Besides the implications for the bond market, the yield curve, and inflation assets, lower interest rates stand to benefit many investment themes that are interest rate sensitive. Economic segments that are capital-intensive or on a rapid growth trajectory stand to benefit the most. This is especially the case in cyclical stock sectors such as consumer discretionary, technology, real estate, and financials.
Let’s explore some themes likely to benefit in a declining interest rate environment amid lower borrowing costs.
Small-Cap Stocks
According to a study comparing the Russell 2000 Small Cap Index to the S&P 500 quarterly since 1970, small cap stocks outperformed large caps 76% of the time in the 12 months after earnings rose and interest rates fell. Small caps typically benefit the most from rate cuts, assuming the economy avoids recession. This time, the effect could be particularly pronounced given that the performance disparity between large and small cap stocks is so wide (as seen in the chart below). That is, except for a brief period of small-cap outperformance in 2021.
Junior Miners
One theme that stands to benefit from both small cap exposure and high capital intensity are mining stocks. This particularly applies to select junior miners. This is especially true for mining exposure tied to technology and clean energy applications. One example is the Amplify Junior Silver Miners ETF (SILJ), which is up 9.5% YTD and has $877 million in assets. Silver as a commodity has had a nice run this year as an electrically conductive metal with industrial applications.
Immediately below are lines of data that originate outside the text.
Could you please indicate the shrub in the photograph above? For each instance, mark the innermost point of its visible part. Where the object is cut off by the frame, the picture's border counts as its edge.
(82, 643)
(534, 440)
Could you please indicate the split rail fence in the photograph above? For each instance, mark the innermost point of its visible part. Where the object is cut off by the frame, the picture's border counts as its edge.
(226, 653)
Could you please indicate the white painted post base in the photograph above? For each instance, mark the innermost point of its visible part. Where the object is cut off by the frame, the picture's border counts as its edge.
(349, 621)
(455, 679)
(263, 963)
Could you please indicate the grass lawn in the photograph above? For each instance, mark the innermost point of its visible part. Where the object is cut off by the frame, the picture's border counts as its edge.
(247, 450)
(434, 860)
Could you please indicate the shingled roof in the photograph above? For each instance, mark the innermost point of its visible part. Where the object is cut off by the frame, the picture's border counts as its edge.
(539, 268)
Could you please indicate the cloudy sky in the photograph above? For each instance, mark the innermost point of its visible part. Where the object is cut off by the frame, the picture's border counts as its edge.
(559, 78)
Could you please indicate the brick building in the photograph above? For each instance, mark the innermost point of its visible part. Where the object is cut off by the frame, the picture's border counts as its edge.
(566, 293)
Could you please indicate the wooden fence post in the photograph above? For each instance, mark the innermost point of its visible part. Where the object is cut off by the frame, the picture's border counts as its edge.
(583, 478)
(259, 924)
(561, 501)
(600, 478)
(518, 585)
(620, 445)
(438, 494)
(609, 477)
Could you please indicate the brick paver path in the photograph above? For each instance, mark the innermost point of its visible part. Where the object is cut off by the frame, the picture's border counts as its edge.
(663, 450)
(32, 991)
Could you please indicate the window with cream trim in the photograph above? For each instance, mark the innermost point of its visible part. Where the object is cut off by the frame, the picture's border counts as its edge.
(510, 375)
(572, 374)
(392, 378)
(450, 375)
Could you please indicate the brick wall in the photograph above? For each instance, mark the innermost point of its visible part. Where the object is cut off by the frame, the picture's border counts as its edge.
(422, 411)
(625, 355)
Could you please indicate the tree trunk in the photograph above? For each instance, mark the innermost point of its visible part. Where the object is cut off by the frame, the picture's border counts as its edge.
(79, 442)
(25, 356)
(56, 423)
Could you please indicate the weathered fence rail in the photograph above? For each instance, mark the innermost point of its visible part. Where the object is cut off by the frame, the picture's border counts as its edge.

This would include solar panels and medical devices. It is also up more than gold.
Another intriguing junior mining play is the Sprott Junior Copper Miners ETF (COPJ), the only pure-play ETF targeting small copper miners. Junior copper miners stand to benefit from declining interest rates. The increased copper demand associated with clean energy infrastructure, energy storage systems, and electric vehicles. Sprott also has another interesting junior mining ETF, the Sprott Junior Uranium Miners ETF (URNJ), which is focused on small uranium miners. Increasingly, uranium and nuclear power are being considered as a “cleaner” means of meeting net-zero energy goals and achieving energy security.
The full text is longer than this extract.